La recensione su Una separazione

di sasso67
10 stelle

Nel 2009 Farhadi colpì con About Elly, un film in gran parte giocato sulla difficoltà, a volte l'impossibilità, di giungere alla verità. Nel parlare di questo, Farhadi non rinunciava ad assestare qualche stoccata all'Iran di Ahmadinejad e in particolare alla sua borghesia urbana, acquiescente ed assuefatta nei confronti del regime, indecisa tra modernità e tradizione, schiava dei suoi riti (la vacanza nella casa al mare) e dei suoi miti, tra i quali un insopportabile maschilismo, sempre troppo duro a morire (e per la verità non soltanto a quelle latitudini).

Con ancora maggiore maturità, il regista iraniano racconta, con Una separazione, una storia urbana, che vede contrapposte una famiglia borghese ed intellettuale ed una proletaria, a seguito della perdita del bambino di cui era incinta la donna della famiglia più povera.

La storia sembra vertere, comunque, attorno a quella che, se non è proprio una paralisi come la Dublino dei Dubliners di Joyce, somiglia da vicino ad una stasi, come quella legata al morbo di Alzheimer, che impedisce al vecchio padre di Nader di parlare, di muoversi normalmente, forse di ragionare. In Una separazione verità e menzogne si intrecciano in un groviglio quasi inestricabile, sul quale fa da detonatore la legge, fino a rendere l'insieme ancora più ingarbugliato e incomprensibile. E la sofferenza si legge su tutti i volti di questi personaggi confusi, in particolare su quelli delle bambine, tendenzialmente le uniche che vorrebbero dire la verità. Il maggior tormento è quello che affligge l'undicenne Termeh (interpretata da Sarina Farhadi, figlia del regista), figlia di Nader, legatissima al padre, tanto da voler restare con lui dopo la separazione dei genitori, ma messa dall'uomo continuamente, forse anche senza volerlo, in situazione di ricatto morale («se me lo chiedi tu, io vado dal giudice e gli dico che lo sapevo»), fino a dover mentire in tribunale per salvarlo dalla prigione.

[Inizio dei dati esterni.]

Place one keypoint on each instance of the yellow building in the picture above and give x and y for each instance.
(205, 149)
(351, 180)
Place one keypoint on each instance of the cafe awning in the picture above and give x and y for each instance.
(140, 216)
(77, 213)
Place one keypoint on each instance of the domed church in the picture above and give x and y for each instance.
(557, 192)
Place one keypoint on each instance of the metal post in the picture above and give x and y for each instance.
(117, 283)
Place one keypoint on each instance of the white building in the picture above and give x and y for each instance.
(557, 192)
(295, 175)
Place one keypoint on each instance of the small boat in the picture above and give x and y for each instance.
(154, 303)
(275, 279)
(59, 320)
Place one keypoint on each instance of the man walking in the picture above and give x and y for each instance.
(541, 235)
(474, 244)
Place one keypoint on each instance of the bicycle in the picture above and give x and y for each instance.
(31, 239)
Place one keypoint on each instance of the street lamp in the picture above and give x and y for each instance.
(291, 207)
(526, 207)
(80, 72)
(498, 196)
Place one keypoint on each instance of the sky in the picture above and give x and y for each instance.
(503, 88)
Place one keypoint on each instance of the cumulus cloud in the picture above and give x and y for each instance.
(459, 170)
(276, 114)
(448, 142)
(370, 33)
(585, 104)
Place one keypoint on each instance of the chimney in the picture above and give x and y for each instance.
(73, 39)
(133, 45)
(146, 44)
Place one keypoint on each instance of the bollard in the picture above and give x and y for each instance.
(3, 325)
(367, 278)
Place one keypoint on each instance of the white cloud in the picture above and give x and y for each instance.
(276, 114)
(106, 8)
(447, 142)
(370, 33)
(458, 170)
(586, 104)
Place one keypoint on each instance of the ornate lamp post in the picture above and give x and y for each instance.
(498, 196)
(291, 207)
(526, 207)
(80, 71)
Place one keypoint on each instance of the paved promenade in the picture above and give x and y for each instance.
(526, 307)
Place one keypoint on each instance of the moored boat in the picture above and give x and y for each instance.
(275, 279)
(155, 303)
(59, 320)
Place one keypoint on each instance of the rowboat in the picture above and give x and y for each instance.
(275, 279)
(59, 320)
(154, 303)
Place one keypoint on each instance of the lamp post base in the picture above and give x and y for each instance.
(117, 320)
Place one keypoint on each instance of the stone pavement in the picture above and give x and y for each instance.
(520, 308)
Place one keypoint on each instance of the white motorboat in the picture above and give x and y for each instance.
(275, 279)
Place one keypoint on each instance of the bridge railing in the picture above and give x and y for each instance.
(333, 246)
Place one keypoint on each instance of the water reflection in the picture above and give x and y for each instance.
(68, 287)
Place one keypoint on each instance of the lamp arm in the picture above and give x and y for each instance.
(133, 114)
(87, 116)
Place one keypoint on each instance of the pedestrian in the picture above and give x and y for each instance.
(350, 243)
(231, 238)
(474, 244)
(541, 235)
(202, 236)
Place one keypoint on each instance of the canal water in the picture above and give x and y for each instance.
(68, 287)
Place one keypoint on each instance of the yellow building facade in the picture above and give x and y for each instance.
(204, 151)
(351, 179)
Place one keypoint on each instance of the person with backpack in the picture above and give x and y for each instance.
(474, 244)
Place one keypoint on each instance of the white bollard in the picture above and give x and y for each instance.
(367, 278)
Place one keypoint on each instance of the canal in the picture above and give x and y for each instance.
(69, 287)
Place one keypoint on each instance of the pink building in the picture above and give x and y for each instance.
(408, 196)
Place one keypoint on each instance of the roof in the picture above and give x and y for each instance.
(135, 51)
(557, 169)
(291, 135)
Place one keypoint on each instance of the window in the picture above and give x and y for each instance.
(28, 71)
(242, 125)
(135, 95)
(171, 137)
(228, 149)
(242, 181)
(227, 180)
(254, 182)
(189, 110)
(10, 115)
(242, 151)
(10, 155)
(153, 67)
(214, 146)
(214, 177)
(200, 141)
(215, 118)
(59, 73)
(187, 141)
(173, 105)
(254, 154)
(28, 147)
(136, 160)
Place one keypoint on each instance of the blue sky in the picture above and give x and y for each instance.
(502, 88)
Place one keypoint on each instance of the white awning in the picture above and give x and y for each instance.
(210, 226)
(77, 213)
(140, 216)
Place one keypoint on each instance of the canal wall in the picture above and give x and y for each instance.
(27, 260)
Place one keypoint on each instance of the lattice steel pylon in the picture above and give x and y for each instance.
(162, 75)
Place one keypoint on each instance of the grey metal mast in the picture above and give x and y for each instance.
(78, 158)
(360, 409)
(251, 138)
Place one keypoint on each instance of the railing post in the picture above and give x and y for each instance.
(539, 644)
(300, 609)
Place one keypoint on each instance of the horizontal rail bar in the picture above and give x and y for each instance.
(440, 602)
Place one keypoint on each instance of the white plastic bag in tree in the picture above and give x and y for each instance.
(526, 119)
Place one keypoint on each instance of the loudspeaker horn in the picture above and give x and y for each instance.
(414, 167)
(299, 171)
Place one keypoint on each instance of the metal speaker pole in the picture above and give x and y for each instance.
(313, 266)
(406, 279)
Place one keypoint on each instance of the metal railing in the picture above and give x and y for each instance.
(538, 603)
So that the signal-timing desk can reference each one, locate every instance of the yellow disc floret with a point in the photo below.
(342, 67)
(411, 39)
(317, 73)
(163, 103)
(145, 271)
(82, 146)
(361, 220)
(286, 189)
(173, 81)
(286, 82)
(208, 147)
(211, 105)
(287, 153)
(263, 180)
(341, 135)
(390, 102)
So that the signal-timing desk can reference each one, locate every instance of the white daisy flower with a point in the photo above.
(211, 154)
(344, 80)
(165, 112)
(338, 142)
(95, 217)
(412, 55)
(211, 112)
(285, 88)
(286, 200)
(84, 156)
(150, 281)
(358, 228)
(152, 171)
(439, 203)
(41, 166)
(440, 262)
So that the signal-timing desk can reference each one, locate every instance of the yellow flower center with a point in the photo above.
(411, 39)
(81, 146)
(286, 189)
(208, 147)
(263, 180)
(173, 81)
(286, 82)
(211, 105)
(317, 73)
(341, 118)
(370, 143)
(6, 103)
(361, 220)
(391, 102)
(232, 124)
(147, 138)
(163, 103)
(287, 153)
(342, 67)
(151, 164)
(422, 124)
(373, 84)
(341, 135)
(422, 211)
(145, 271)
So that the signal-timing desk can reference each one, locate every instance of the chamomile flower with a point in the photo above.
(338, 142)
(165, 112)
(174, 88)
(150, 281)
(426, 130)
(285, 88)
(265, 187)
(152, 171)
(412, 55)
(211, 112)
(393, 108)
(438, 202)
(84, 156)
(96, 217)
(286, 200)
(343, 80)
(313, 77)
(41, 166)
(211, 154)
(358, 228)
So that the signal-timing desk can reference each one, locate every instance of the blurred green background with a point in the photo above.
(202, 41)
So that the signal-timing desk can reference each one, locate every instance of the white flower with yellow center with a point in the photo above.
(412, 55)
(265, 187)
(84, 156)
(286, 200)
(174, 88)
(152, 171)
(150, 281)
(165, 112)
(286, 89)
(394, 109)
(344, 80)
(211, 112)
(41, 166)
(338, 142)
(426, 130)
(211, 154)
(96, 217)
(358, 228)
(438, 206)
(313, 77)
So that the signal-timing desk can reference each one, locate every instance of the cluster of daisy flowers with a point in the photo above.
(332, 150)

Farhadi ha già realizzato almeno due ottimi film (i precedenti credo che non siano arrivati da noi), quest'ultimo premiato anche con l'Oscar per il lungometraggio in lingua straniera, ed è un autore sul quale si può contare anche per il futuro (ha da poco superato i quarant'anni).

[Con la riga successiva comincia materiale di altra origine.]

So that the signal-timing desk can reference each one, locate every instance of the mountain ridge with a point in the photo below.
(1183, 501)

Gli attori di questo film sono tutti di una bravura quasi sconvolgente ed hanno anch'essi ricevuto giusti riconoscimenti internazionali.

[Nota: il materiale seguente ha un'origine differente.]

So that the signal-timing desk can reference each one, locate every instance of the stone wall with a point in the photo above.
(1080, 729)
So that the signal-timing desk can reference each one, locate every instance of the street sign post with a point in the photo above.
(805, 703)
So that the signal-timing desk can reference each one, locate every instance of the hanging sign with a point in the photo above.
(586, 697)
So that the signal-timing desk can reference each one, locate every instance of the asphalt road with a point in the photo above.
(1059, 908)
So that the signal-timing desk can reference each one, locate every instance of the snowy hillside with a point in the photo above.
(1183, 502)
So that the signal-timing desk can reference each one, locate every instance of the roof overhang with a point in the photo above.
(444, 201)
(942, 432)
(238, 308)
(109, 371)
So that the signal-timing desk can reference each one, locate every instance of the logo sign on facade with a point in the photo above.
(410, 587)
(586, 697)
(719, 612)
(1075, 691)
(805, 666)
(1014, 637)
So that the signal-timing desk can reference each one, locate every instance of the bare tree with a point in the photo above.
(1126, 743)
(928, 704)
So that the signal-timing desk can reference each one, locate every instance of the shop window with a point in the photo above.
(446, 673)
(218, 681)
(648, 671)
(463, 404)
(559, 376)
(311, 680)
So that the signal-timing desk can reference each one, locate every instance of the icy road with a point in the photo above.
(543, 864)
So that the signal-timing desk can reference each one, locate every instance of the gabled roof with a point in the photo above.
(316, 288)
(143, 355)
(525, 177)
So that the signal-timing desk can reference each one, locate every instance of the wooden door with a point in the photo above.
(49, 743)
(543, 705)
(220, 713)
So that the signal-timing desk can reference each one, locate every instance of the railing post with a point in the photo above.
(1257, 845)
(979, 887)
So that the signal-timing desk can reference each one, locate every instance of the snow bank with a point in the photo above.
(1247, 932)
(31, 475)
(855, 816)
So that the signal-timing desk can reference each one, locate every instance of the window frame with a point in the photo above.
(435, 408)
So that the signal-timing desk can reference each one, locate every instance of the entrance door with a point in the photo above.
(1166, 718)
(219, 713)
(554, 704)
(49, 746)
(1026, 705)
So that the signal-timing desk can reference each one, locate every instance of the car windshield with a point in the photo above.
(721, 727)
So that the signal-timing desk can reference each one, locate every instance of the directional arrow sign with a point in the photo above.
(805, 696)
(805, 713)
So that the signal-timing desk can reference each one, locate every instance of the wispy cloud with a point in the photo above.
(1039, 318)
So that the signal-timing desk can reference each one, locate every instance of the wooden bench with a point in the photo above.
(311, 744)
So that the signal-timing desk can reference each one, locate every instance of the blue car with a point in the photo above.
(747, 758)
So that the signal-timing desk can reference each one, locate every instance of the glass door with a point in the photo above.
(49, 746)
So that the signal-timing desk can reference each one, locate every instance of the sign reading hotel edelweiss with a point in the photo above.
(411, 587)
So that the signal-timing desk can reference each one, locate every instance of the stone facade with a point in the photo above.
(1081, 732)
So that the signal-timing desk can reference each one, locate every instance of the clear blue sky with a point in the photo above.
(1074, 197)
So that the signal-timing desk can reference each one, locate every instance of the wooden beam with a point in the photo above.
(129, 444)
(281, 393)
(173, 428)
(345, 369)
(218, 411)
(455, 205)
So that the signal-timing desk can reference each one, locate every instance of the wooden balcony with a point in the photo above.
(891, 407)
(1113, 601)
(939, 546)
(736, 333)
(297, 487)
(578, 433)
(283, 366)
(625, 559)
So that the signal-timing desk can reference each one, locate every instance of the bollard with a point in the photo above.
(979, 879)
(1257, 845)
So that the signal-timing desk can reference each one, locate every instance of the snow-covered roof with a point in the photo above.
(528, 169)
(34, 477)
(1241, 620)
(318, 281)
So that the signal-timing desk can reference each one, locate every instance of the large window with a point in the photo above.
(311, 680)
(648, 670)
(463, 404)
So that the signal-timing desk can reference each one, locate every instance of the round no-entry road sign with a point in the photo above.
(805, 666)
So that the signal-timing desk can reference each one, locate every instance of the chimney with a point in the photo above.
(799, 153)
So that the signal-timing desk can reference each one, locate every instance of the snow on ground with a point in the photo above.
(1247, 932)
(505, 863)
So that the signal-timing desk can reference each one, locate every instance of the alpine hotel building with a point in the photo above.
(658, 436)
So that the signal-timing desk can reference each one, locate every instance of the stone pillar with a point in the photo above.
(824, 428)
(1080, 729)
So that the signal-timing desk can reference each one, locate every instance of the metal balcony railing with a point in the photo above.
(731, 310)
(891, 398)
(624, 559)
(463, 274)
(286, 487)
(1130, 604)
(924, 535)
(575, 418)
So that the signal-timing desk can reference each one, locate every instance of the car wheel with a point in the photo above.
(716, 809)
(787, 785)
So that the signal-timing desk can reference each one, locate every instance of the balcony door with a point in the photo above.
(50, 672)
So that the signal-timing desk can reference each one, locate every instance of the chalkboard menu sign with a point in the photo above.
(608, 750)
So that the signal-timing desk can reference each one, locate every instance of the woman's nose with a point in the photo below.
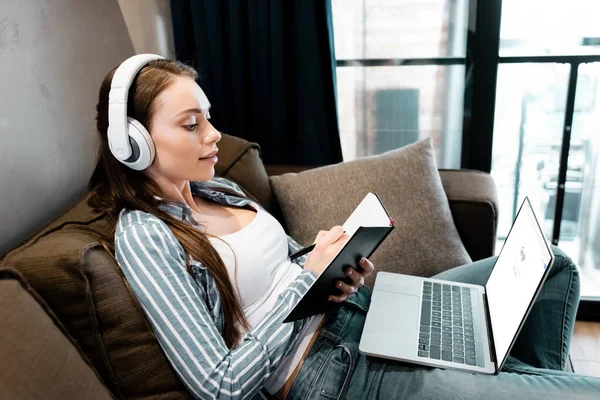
(213, 135)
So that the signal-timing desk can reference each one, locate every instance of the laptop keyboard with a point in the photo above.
(446, 330)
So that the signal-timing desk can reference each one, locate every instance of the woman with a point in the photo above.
(209, 267)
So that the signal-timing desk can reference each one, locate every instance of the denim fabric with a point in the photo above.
(334, 368)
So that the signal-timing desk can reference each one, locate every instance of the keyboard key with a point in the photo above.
(434, 352)
(446, 355)
(425, 312)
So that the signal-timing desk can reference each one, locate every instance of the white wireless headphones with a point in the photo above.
(128, 140)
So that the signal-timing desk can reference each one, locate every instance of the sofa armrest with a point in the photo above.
(474, 204)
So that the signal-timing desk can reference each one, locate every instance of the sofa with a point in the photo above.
(71, 327)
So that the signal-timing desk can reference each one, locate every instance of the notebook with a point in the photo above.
(368, 226)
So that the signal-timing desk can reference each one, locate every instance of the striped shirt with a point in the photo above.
(184, 309)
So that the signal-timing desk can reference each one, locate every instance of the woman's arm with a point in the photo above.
(154, 265)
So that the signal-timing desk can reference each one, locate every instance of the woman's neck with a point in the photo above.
(179, 192)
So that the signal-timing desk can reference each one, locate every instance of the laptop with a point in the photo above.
(460, 326)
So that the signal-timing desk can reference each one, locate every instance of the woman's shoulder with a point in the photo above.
(129, 218)
(143, 229)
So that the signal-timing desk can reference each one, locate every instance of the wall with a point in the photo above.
(149, 25)
(53, 57)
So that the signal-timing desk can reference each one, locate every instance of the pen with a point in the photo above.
(301, 252)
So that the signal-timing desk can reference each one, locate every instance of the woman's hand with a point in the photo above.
(358, 280)
(327, 245)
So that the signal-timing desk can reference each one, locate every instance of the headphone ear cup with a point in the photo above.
(142, 146)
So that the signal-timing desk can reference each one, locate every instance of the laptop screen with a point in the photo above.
(515, 278)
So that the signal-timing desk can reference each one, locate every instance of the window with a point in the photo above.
(383, 105)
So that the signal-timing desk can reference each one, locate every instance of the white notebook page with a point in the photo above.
(369, 212)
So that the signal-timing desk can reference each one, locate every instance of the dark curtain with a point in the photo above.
(268, 69)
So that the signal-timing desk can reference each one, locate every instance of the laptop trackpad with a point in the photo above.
(392, 324)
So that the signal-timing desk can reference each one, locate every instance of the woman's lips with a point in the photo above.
(212, 159)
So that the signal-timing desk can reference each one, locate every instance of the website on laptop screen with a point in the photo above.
(515, 278)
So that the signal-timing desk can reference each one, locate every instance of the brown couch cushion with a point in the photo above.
(474, 204)
(241, 162)
(425, 240)
(81, 283)
(38, 360)
(67, 265)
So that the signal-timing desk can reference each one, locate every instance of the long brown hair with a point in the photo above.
(113, 186)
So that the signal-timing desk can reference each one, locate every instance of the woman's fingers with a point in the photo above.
(357, 278)
(367, 267)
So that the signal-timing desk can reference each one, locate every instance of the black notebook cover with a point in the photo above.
(362, 244)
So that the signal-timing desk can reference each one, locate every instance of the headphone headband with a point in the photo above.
(118, 127)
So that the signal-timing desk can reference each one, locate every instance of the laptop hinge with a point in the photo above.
(488, 324)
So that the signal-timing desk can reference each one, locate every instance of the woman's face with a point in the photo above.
(182, 134)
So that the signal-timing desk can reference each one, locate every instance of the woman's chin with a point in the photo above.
(205, 175)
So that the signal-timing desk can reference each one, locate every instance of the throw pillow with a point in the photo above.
(425, 240)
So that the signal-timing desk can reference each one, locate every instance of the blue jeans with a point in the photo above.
(334, 368)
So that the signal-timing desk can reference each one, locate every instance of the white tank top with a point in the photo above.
(263, 272)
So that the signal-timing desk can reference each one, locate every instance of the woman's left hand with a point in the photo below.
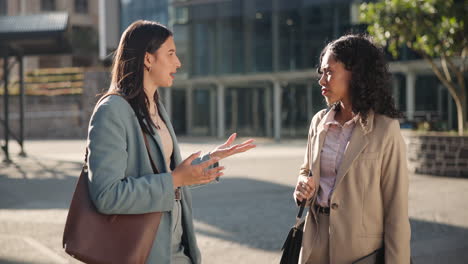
(225, 150)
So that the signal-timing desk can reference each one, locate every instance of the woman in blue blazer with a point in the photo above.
(121, 179)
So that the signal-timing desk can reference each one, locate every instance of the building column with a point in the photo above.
(277, 110)
(309, 101)
(168, 101)
(450, 111)
(268, 111)
(410, 95)
(213, 126)
(188, 109)
(275, 34)
(396, 91)
(220, 96)
(6, 75)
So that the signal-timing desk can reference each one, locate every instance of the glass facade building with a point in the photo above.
(250, 65)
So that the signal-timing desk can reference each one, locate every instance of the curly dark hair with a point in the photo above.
(370, 78)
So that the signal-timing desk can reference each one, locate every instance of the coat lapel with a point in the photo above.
(176, 156)
(357, 143)
(159, 148)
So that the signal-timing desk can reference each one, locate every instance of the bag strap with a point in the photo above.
(153, 165)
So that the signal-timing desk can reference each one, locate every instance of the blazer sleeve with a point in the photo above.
(110, 191)
(394, 186)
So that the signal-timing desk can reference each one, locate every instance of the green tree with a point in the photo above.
(435, 29)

L'Iran sta dando cauti segnali di rinnovamento (nel 2013 è finito il secondo mandato presidenziale di Ahmadinejad ed al suo posto è stato eletto un "riformista") e sarebbe l'ora che fosse cancellata l'assurda condanna di Jafar Panahi, uno dei maggiori autori del paese: il cinema iraniano, comunque, si conferma come una delle realtà più interessanti e vitali dell'intero pianeta.